Frequently Asked Questions

What is a CDN and how does it work?
A CDN (Content Delivery Network) is a system of distributed servers across the globe that stores copies of web content at points closest to users. When a request comes in, the CDN serves it from the nearest edge server instead of the origin server, reducing response time to 20-50ms.
Do small websites need a CDN?
Not always. If your website only serves local users, has low traffic (a few hundred visits/day), or is an internal application, a CDN won't make a big difference. However, with Cloudflare's free tier available, most websites should use a CDN.
Which free CDN is the best?
Cloudflare is the most popular free CDN with a generous free tier that includes 300+ global PoPs, DDoS protection, WAF, and integrated SSL. It's suitable for personal websites and startups.

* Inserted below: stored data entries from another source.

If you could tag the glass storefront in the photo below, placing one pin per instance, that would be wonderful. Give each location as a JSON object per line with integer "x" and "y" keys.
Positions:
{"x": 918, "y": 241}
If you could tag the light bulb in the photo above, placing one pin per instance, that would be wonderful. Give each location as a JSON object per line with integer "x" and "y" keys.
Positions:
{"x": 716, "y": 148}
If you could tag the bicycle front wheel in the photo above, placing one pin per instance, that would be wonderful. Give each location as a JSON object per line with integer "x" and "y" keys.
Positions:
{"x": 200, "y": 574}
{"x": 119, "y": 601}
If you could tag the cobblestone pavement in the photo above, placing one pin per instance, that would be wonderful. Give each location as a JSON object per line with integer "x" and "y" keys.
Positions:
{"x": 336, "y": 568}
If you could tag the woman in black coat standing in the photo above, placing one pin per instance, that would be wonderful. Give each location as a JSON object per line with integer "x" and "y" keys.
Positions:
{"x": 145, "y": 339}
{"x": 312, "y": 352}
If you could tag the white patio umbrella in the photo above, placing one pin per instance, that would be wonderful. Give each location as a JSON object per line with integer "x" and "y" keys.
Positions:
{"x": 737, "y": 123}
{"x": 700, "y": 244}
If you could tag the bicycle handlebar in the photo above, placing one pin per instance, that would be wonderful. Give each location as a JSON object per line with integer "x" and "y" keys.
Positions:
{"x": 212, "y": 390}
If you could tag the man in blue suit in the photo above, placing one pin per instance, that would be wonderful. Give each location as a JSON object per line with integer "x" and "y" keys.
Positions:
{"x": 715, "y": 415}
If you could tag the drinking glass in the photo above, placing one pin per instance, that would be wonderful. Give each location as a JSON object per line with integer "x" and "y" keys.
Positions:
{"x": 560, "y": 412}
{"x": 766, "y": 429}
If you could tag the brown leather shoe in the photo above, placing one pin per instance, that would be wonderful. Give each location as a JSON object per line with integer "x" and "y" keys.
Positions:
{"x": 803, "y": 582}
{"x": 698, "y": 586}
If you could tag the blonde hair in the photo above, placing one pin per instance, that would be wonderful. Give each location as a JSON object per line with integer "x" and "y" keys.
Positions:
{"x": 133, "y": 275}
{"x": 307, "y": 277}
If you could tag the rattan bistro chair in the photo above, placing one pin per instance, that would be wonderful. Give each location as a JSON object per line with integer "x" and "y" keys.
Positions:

Does CDN help improve SEO?
Yes. Google uses Core Web Vitals (page speed) as a ranking factor. CDN reduces page load time by 40-60%, improves TTFB, and increases availability — all of which positively impact search rankings.
What is the difference between CDN and web hosting?
Web hosting stores your website's original content on a single server (origin). A CDN is a supplementary distribution network that stores copies of static content on multiple servers worldwide. CDN doesn't replace hosting — it complements it to speed up and protect your website.